House Majority Leader, Eric Cantor, said in the wake of Hurricane Irene, that any aid should require equal cuts in spending. You know he’s aiming his gun at Social Security and Medicare. In other words the bribe is “We’ll create disasters for old people, before we’ll help with disaster relief from Irene”. He has since recanted his taped interview, and says he never said what he actually said on tape.
What ever happened to “Compassionate Conservatives”? I guess that was just a slogan they don’t use anymore.

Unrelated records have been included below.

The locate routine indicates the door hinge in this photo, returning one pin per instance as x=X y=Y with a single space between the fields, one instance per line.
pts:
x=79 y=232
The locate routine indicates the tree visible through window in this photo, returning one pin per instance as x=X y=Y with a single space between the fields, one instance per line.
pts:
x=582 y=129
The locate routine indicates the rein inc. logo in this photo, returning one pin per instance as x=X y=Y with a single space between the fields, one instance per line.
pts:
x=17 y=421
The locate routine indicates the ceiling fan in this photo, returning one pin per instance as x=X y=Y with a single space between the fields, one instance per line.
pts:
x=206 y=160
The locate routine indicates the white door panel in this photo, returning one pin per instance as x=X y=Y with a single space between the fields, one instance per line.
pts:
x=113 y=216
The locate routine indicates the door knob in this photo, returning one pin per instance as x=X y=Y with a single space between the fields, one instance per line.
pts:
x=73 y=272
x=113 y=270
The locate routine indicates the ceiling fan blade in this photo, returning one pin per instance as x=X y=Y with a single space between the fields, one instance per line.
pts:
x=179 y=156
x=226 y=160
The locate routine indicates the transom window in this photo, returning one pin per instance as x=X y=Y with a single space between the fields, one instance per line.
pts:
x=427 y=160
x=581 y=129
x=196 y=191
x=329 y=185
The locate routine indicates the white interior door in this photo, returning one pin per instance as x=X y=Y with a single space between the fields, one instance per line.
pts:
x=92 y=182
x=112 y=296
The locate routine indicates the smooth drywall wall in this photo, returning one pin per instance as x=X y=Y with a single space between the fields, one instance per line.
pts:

Since posting, I've learned that insurance DOES NOT cover fallen trees. It only covers the car or house that gets whacked. The city as applied for disaster relief.

Monday, September 5, 2011

POWER

Saturday night we were 45 minutes away from home enjoying a wonderful dinner with our friends Alex and Diane Shirshun. Delicious risotto, chicken with mushrooms, zucchini, corn on the cob, fresh tomatoes and a delicious salad. We ate on their screened porch looking out over a calm zen-like  garden to the lake beyond. 
We were eating ice cream when the thunder and lightning started. The sky went wild with flashes. White lines slammed through the black sky and the mirroring lake flashed white.
As we drove home the angry sky seemed calmer. A few bolts here and there. Some rain. Not terrible. Not what I was expecting.
And finally we were almost home, we turned down our street into blackness. No street lights. No neighbors TV’s coloring their windows. Branches crunched under our tires. We came into our house. Blind people feeling our way through the hall to the basement stairs where we keep two camping lanterns I bought when we used to do art fairs. 
We are without power. 

Sunday afternoon my son Jim came over with his brand new generator, and Bonnie brought a full carafe of hot coffee. Coffee, Yes! I kissed her. They help me move food to the basement freezer and ancient second refrigerator, where it will be easier to plug in the long extension cord from the generator.
As we go down the stairs into the dark basement I lead the way with the lanterns. And when we come back up I switch off the light switch on the wall. We all keep flicking switches when we leave a room. Habits. We are used to having power.
“The Power of the Pen” they say, but I write on the computer. My Mac Book has just 16% of it’s battery power left. The little icon has turned red. I’ve never seen it red before. I have to write fast. Without power I have no internet. I will have to go out to someplace with WIFI to post this story.
On this Labor Day Holiday the power company people are hard at work, no day off. And every tree company in the county has men at work cleaning up the fallen trees. 
Tomorrow I will write another post. There is more, tomorrow is the sad stuff.
And don’t worry, I’m not going to inundate you. Tomorrow’s story. Then you get at least a couple weeks reprieve.